4. Reduce Cold Start Times to Reduce Latency

If you don't have a lambda instance already running from a previous request, then AWS has to start one up for you. Depending on how large your code is, this can take a while since AWS has to unzip all of your code and then start execution.

Since the AWS Lambda pricing page states that AWS only charges you from the time your code starts running, you may be wondering why you should care about cold start times. While they don't have a direct effect on your bill, cold starts will cause latency, which can indirectly increase your costs.

Suppose you have a path in API Gateway that uses a lambda with a long cold start time. If you have a second lambda that sends a request to that path, it'll have to wait for the first lambda's cold start.

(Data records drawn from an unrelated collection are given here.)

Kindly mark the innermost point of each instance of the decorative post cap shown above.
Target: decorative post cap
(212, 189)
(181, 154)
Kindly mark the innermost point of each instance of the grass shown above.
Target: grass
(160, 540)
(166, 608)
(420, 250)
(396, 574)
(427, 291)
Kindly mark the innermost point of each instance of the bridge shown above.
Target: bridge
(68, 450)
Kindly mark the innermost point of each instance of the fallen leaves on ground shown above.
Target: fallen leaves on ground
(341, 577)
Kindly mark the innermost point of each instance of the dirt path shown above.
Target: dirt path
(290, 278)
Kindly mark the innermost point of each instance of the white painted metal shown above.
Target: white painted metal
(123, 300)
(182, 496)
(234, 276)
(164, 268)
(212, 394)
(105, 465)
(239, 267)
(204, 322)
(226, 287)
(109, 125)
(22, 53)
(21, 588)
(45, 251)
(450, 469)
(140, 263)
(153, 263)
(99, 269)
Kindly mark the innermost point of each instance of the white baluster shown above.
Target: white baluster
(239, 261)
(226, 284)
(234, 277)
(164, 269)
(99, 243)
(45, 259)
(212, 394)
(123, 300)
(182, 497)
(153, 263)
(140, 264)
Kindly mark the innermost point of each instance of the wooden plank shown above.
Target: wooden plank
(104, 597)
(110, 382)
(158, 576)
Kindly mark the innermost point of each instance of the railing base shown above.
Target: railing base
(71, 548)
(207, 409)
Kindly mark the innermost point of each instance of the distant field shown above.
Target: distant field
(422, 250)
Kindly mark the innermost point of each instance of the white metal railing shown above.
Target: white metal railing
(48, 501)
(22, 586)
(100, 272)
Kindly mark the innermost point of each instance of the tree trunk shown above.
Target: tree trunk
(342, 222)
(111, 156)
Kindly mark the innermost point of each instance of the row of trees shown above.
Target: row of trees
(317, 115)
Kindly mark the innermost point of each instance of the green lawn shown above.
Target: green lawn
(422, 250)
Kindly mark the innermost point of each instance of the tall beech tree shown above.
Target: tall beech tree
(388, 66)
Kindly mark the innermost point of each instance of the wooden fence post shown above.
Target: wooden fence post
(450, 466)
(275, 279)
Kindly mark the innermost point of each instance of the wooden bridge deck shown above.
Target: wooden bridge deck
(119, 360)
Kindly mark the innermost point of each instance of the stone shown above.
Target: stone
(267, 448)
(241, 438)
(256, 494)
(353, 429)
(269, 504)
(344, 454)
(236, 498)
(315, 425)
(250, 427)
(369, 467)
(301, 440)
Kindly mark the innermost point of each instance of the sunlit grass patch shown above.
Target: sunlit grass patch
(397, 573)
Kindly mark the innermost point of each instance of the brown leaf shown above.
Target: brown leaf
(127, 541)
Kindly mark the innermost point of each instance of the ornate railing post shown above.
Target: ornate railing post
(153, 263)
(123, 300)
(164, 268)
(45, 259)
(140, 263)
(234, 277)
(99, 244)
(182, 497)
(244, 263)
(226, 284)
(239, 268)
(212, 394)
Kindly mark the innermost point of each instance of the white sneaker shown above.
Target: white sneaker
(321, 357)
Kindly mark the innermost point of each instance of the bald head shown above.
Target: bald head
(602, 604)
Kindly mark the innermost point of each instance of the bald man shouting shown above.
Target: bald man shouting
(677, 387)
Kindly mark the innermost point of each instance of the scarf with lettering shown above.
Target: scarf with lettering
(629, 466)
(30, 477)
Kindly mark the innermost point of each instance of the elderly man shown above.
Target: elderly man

That means you'll have to pay for it in the calling lambda. Also, if you have an impatient user calling that same path from a web app, they may start hitting the refresh button, spamming you with requests that you have to pay for.

Create Small Lambdas

The best way to reduce cold start times is to keep your lambdas focused on one specific task. This will minimize the amount of code they need to unzip during a cold start. You can speed up cold starts even more by using a bundler like ESBuild. ESBuild will minimize the disk size of your code and the code of your dependencies.

Configure Batching

If your lambda is processing messages off of an SQS queue, then take advantage of batching to reduce cold starts. Since AWS will use up to five lambda executions in parallel, you need to configure your queue visibility timeout to six times your function's timeout plus your batching time window.

CloudThread combines billing and performance data to help you identify areas that can be optimized to reduce costs

How CloudThread Can Help

If you're trying to optimize your lambda costs using a third-party tool, you can't use one that's focusing on EC2 rate optimization. As you've seen, when you make your code more efficient, it reduces your Lambda bill and unit metrics are the foundation for tracking cost efficiency. CloudThread combines billing and performance data to help you identify areas that can be optimized to reduce costs. 


In this post, you've seen several ways your lambda costs can add to your bill. The most important way to fight costs is to know their cause. In that light, make sure you set up some observability in your lambdas.

Once you know what your lambda is doing, start optimizing it. Find the right amount of memory to balance speed and cost. Next, optimize methods to run faster. Finally, find ways to call the lambda fewer times.

You should now be able to confidently deploy a serverless application with lambdas and not be worried about astronomical costs for your functions.